By Javier Blas and Grant Smith
“Saudi Arabia is taking a harder line than in the past,” said Amrita Sen, chief oil analyst at consultant Energy Aspects Ltd. in London. “Riyadh is making very clear that they don’t want to shoulder all the cuts alone.”
The willingness to tolerate cheating was a key part of the “whatever it takes” policy to support oil prices that Al-Falih set out in late 2016, borrowing a line from central banker Mario Draghi.
Al-Falih paid lip service to dealing with the cheating, trying to cajole OPEC+ nations to cut output as much as they had promised. But when his admonitions failed and oil prices faltered, endangering the initial public offering of state oil producer Saudi Aramco, he simply decided to bear the burden. Earlier this year, in an abrupt change to decades of Saudi oil policy, Riyadh cut production far below their agreed target.
Whether the new policy simply represents a shift in tone, or a more meaningful change isn’t yet clear. Saudi officials privately say Prince Abdulaziz will simply reiterate the decades-long Saudi mantra that everyone needs to contribute to make the production cuts successful. During the tenure of Ali Al-Naimi, oil minister from 1995 to 2016, Riyadh resolutely refused to cut its production deeper than it had agreed at OPEC meetings.
The prince already made the point when he attended an OPEC+ committee meeting in Abu Dhabi in September.
“Every country counts regardless of its size,” he said at the opening session of the meeting.
The cheating has been widespread. Iraq, for example, should be pumping no more than 4.51 million barrels a day; but in some months it produced nearly 4.8 million barrels a day. Kazakhstan accepted a limit of 1.86 million barrels a day, however, it has produced closer to 1.95 million barrels. Nigeria agreed a quota of 1.68 million barrels a day, but has regularly pumped more than 1.8 million barrels a day.
Russia has pumped more oil than allowed by the OPEC+ deal in eight months this year. It has complied with the agreement in only three months of this year — May, June and July — when disruption to the key Druzhba oil pipeline pushed production below its OPEC+ target.
Al-Falih was forced to act partly because the kingdom needed a higher oil price to push ahead with the Aramco IPO. But Prince Abdulaziz probably won’t be so constrained once Aramco prices its share sale on Dec. 5, the same day as OPEC’s meeting.

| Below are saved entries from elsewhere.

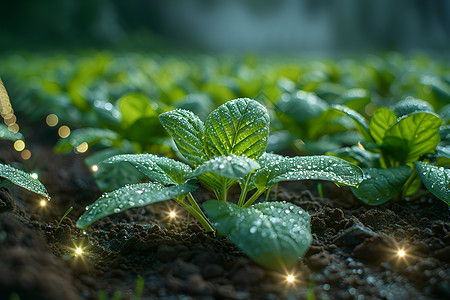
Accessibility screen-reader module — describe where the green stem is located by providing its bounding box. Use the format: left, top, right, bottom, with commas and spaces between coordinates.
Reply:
176, 199, 215, 232
243, 189, 266, 208
264, 187, 271, 202
237, 174, 252, 207
400, 171, 418, 200
274, 183, 279, 202
221, 182, 228, 202
56, 206, 73, 232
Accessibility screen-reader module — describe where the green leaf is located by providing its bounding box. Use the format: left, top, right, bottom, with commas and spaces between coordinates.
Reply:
119, 94, 158, 128
332, 104, 374, 143
257, 152, 286, 168
369, 107, 397, 145
92, 162, 145, 192
382, 112, 442, 163
76, 180, 198, 229
55, 128, 118, 153
0, 163, 49, 199
391, 98, 434, 117
102, 154, 192, 185
415, 162, 450, 205
203, 200, 312, 271
0, 124, 23, 141
253, 155, 364, 190
335, 88, 371, 112
159, 109, 206, 166
276, 91, 328, 124
204, 98, 270, 160
187, 155, 260, 180
327, 146, 380, 168
350, 166, 411, 205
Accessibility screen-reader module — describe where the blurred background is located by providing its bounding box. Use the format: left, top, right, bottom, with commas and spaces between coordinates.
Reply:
1, 0, 449, 53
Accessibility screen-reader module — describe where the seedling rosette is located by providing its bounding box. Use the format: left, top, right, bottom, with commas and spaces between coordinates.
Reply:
76, 98, 364, 270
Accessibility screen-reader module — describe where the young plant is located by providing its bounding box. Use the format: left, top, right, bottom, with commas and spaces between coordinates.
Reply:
0, 163, 50, 199
330, 98, 449, 205
76, 98, 363, 270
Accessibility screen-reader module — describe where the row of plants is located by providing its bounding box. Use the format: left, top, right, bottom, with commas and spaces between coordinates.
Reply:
1, 97, 449, 272
0, 52, 449, 272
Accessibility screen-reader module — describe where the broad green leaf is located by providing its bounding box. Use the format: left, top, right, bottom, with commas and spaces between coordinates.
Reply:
257, 152, 286, 168
438, 104, 450, 122
175, 93, 214, 121
187, 155, 260, 180
0, 124, 23, 141
327, 146, 380, 168
436, 146, 450, 167
369, 107, 397, 145
440, 125, 450, 142
415, 162, 450, 205
253, 155, 363, 190
76, 180, 198, 229
391, 98, 434, 117
350, 166, 411, 205
0, 163, 49, 199
382, 112, 442, 163
119, 94, 158, 128
187, 155, 260, 192
102, 154, 191, 185
203, 200, 312, 271
92, 161, 145, 192
159, 109, 206, 166
335, 88, 371, 112
55, 128, 118, 153
332, 105, 374, 143
276, 91, 328, 124
204, 98, 270, 160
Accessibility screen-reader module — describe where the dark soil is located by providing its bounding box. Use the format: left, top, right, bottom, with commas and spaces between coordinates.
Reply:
0, 138, 449, 300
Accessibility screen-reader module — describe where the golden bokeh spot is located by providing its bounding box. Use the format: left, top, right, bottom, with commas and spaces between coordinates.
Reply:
46, 114, 59, 127
76, 142, 89, 153
58, 125, 71, 138
21, 149, 31, 160
14, 140, 25, 151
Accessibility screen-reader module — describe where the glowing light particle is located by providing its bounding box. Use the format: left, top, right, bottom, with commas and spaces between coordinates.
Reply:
40, 199, 47, 207
91, 165, 98, 172
169, 211, 177, 218
46, 114, 59, 127
398, 249, 406, 257
21, 149, 31, 160
76, 142, 88, 153
286, 274, 295, 283
58, 125, 70, 138
31, 173, 39, 179
13, 140, 25, 151
75, 248, 83, 255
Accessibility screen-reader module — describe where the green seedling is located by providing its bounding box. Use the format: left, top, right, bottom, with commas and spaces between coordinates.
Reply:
330, 98, 449, 205
0, 163, 50, 200
56, 206, 73, 232
76, 98, 363, 270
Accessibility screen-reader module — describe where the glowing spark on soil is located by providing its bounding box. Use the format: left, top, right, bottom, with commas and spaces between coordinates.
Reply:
397, 249, 406, 257
31, 173, 39, 179
169, 211, 177, 219
91, 165, 98, 172
75, 248, 83, 256
286, 274, 296, 283
40, 199, 47, 207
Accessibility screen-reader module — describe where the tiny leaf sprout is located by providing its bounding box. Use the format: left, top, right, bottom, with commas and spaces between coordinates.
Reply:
56, 206, 73, 232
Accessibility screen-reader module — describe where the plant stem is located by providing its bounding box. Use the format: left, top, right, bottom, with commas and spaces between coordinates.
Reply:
242, 189, 266, 208
177, 199, 215, 232
237, 174, 252, 207
56, 206, 73, 232
264, 187, 271, 202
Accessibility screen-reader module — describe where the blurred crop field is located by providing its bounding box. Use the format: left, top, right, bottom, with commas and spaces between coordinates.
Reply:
0, 0, 449, 161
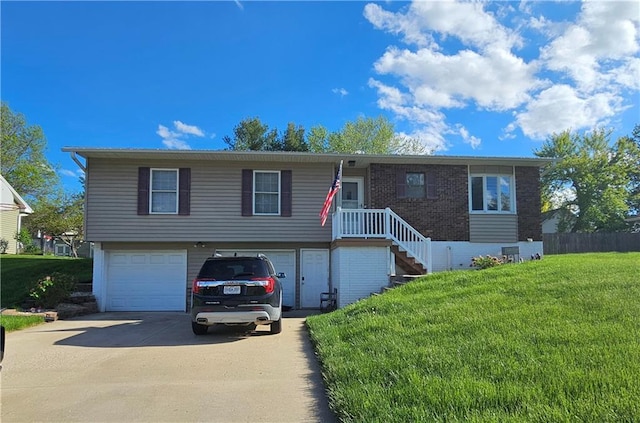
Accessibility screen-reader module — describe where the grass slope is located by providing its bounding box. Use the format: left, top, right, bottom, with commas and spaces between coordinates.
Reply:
307, 253, 640, 422
0, 255, 93, 308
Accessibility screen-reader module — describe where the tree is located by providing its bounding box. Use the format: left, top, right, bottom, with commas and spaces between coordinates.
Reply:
308, 115, 429, 154
25, 193, 84, 257
619, 124, 640, 214
1, 102, 59, 199
222, 117, 280, 151
281, 122, 308, 152
534, 128, 635, 232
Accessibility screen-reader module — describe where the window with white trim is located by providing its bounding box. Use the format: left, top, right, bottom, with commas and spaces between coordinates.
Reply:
254, 171, 280, 215
150, 169, 178, 214
470, 174, 513, 213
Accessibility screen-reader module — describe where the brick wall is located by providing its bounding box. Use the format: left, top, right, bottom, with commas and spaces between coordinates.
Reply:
369, 164, 470, 241
515, 167, 543, 241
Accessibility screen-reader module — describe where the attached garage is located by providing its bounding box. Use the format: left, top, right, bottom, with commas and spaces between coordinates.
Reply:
217, 249, 296, 308
105, 250, 187, 311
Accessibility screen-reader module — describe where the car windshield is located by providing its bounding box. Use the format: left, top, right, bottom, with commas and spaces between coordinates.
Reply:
197, 258, 269, 279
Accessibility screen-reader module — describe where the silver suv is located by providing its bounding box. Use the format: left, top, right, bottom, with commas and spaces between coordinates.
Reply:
190, 254, 285, 335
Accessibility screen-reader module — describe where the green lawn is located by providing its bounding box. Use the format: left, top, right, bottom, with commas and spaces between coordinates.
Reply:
0, 314, 45, 332
0, 255, 93, 308
307, 253, 640, 422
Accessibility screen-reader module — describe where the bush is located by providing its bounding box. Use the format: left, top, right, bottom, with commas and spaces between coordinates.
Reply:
23, 244, 42, 255
29, 272, 77, 309
471, 255, 503, 269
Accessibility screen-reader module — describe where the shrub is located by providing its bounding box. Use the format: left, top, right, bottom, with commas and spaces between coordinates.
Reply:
0, 238, 8, 254
23, 244, 42, 255
29, 272, 77, 309
471, 255, 503, 269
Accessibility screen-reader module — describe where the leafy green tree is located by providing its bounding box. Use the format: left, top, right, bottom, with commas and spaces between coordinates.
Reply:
222, 117, 280, 151
620, 124, 640, 214
534, 128, 635, 232
25, 193, 84, 257
281, 122, 308, 152
307, 116, 428, 154
1, 102, 59, 199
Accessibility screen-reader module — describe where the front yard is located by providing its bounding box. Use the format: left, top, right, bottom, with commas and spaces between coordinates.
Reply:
307, 252, 640, 422
0, 255, 93, 309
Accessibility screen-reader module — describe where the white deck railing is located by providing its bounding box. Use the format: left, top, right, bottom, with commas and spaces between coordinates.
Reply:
333, 207, 431, 272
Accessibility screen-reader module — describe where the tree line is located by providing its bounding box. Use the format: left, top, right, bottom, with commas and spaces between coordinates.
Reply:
2, 100, 639, 258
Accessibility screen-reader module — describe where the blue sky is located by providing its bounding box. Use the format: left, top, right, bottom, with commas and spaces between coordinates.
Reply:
2, 1, 639, 193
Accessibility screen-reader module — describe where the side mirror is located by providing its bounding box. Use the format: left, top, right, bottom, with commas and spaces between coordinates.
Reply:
276, 272, 286, 279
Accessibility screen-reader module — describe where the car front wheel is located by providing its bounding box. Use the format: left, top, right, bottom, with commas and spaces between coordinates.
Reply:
192, 321, 208, 335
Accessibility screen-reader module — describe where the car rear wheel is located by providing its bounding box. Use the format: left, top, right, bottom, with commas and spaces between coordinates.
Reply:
192, 321, 208, 335
270, 317, 282, 334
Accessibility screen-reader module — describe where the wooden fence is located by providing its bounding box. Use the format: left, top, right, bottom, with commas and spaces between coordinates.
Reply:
543, 233, 640, 255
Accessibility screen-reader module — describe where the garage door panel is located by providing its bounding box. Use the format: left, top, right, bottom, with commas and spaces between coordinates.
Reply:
106, 250, 186, 311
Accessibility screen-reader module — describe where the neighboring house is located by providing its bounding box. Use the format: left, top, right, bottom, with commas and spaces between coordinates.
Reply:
541, 208, 576, 233
62, 148, 549, 311
53, 239, 94, 258
0, 174, 33, 254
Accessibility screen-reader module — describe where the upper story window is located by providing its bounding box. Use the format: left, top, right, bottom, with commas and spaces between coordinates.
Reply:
254, 171, 280, 215
470, 174, 513, 213
406, 172, 425, 198
397, 171, 436, 199
150, 169, 178, 214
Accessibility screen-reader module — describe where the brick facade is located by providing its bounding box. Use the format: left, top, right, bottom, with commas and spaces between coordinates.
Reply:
369, 163, 543, 242
515, 166, 543, 241
369, 163, 470, 241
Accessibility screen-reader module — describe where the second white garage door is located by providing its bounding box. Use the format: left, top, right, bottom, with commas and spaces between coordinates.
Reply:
217, 250, 296, 308
106, 250, 187, 311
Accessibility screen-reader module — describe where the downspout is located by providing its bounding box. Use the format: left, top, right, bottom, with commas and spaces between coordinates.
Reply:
70, 152, 86, 173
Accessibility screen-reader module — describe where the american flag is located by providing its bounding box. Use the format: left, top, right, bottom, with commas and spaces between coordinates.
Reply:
319, 161, 343, 226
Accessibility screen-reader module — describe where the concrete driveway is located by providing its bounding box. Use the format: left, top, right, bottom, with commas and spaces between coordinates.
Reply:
1, 311, 335, 423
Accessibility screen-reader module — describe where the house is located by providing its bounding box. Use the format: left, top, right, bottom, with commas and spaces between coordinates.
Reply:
0, 174, 33, 254
62, 148, 549, 311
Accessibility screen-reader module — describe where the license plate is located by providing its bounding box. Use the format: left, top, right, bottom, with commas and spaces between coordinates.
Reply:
223, 286, 241, 295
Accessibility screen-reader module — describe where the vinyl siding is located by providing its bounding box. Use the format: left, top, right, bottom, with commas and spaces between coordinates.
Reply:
0, 209, 19, 254
469, 214, 518, 243
86, 159, 334, 242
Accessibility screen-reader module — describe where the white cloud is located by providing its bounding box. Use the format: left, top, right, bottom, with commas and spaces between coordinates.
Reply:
332, 88, 349, 97
514, 85, 621, 140
156, 120, 206, 150
162, 138, 192, 150
364, 0, 640, 148
457, 125, 481, 149
174, 120, 204, 137
234, 0, 244, 11
60, 169, 83, 177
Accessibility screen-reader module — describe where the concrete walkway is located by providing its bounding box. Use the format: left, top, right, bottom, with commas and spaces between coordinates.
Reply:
1, 311, 335, 422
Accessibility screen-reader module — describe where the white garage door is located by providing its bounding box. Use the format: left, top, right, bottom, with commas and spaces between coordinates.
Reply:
218, 250, 296, 308
106, 250, 187, 311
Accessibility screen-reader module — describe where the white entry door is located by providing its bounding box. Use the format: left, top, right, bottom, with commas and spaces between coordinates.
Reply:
300, 249, 329, 308
339, 177, 364, 235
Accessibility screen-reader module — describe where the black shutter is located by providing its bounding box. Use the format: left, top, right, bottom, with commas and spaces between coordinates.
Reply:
241, 169, 253, 216
178, 168, 191, 215
396, 170, 406, 198
281, 170, 292, 217
137, 167, 150, 215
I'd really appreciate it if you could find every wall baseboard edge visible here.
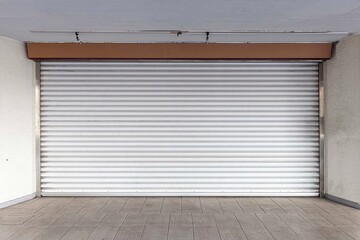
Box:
[325,193,360,209]
[0,193,36,209]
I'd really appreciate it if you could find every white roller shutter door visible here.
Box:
[40,61,320,196]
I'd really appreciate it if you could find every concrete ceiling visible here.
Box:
[0,0,360,43]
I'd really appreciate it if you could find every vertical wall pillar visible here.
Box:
[323,36,360,207]
[0,36,36,208]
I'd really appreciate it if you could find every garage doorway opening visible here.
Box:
[39,61,320,197]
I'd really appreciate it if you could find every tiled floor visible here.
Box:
[0,197,359,240]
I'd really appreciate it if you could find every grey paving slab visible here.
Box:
[278,213,326,239]
[161,197,181,213]
[193,226,221,240]
[87,226,119,240]
[320,212,359,227]
[121,198,146,213]
[168,225,193,240]
[339,226,360,240]
[271,198,305,213]
[315,226,354,240]
[235,212,274,240]
[32,226,70,240]
[8,226,47,240]
[199,197,222,213]
[141,226,168,240]
[9,198,56,215]
[78,198,110,214]
[0,214,34,225]
[217,197,242,213]
[254,198,285,214]
[99,198,128,214]
[36,198,74,214]
[75,213,106,226]
[342,212,360,225]
[122,213,148,227]
[182,198,202,213]
[51,213,85,226]
[59,197,92,214]
[114,226,145,240]
[60,226,95,240]
[214,213,247,240]
[290,226,327,240]
[236,198,264,214]
[290,198,328,214]
[24,213,62,226]
[170,213,192,226]
[0,225,23,240]
[141,197,164,213]
[98,213,127,227]
[146,213,170,226]
[298,212,334,227]
[256,213,300,240]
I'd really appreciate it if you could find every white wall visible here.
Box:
[0,36,36,206]
[0,34,359,206]
[323,36,360,205]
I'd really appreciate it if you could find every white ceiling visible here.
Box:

The policy of accommodating cheating has been costly for the kingdom. Riyadh was forced to reduce its own production as much as 700,000 barrels a day below its own OPEC+ quota to prevent oil prices from falling.
In December 2018, Saudi Arabia agreed a production limit of 10.31 million barrels a day through this year. But it reduced production unilaterally earlier this year, reaching a low of 9.58 million barrels a day in July.
As Saudi Arabia had to cut production deeper than others, it’s reaped fewer rewards from the recovery in oil prices. Russia, for example, is earning about $170 million a day more than it did in the final quarter of 2016 when the OPEC+ cuts were first agreed, according to the International Energy Agency. Saudi Arabia is earning just $125 million more.
For OPEC watchers, the test of how far Saudi Arabia is ready to get tough with cheaters is whether the kingdom brings production back to its official OPEC+ quota of 10.31 million barrels a day and sustains it for several months.
The production picture is clouded by the impact of the September attack against two key Saudi production facilities called Abqaiq and Khurais. The kingdom depleted its inventories in the days after the attack to sustain exports and Riyadh has subsequently lifted production to re-fill them. In November, the kingdom has pumped 10.23 million barrels a day, a slight reduction from October but significantly above the year-to-date average of 9.8 million, according to Vienna-based consultant JBC Energy GmbH.